After all that work, the actual submission is rather anti-climactic. For complete genomes only, go to GenomesMacroSend and upload your .sqn file. Enter any comments, such as justifications for not fixing any known errors. You should also include a note saying when you want your genome to be publicly released (either immediately upon acceptance, or on a specific date†). Adding detailed comments will improve the chances, but not necessarily guarantee, that NCBI will not just kick the submission right back to you under the assumption that you are like most NCBI submitters and have probably screwed up something you didn't even know could be screwed up. In fact, the reason I wrote this README is because NCBI's instructions, if they exist, are either 1) far from clear 2) scattered across a dozen pages that may not have been updated since 2001 or 3) both. Don't believe me? Ignore what I told you about the -f flag for tbl2asn and try to find out what it does.
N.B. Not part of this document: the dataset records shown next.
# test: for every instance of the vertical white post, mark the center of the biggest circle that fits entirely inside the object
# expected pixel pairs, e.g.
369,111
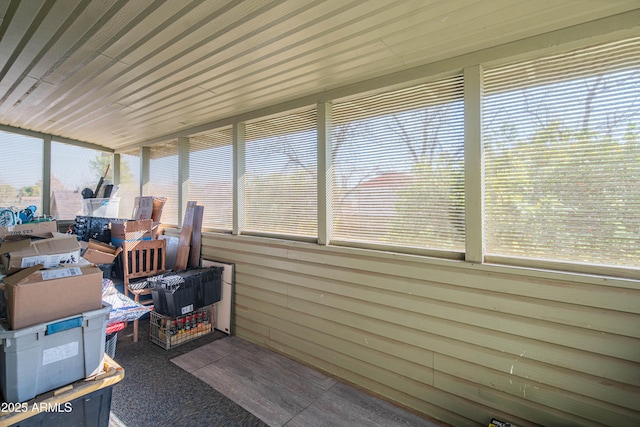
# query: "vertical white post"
46,174
183,176
325,174
145,172
238,178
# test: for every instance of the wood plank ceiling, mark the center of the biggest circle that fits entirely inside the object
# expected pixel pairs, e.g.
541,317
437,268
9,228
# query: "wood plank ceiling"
120,72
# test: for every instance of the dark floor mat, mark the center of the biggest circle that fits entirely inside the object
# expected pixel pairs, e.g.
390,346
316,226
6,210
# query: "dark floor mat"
156,392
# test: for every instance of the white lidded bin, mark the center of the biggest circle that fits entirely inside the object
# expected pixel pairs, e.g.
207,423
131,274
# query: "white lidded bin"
44,357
Hint: tbl2asn --help doesn't really clear things up, and the online documentation doesn't even list a -f option.

For draft genomes, use the standard NCBI Submission Portal.

†The genome must be publicly accessible before submitting to a journal, and it can take several business days after you request public release for your genome to appear in NCBI searches.

With any luck, you should get an email in 2-3 business days saying something like this:

Dear GenBank Submitter:

We have assigned the following accession number to your Streptomyces albus SM254
genome:

BioProject 	BioSample  	Localid    	Accession  	Organism     
------------------------------------------------------------------------
PRJNA295319	SAMN04053756	chr1      	CP014485  	Streptomyces albus SM254

This is the number that should be used in any publications citing 
the complete genome.

This genome will be released in the next few days.  Please let us know
as soon as possible if you do not want the genome released.

Please reply using the original subject line.
This will allow for faster processing of your correspondence.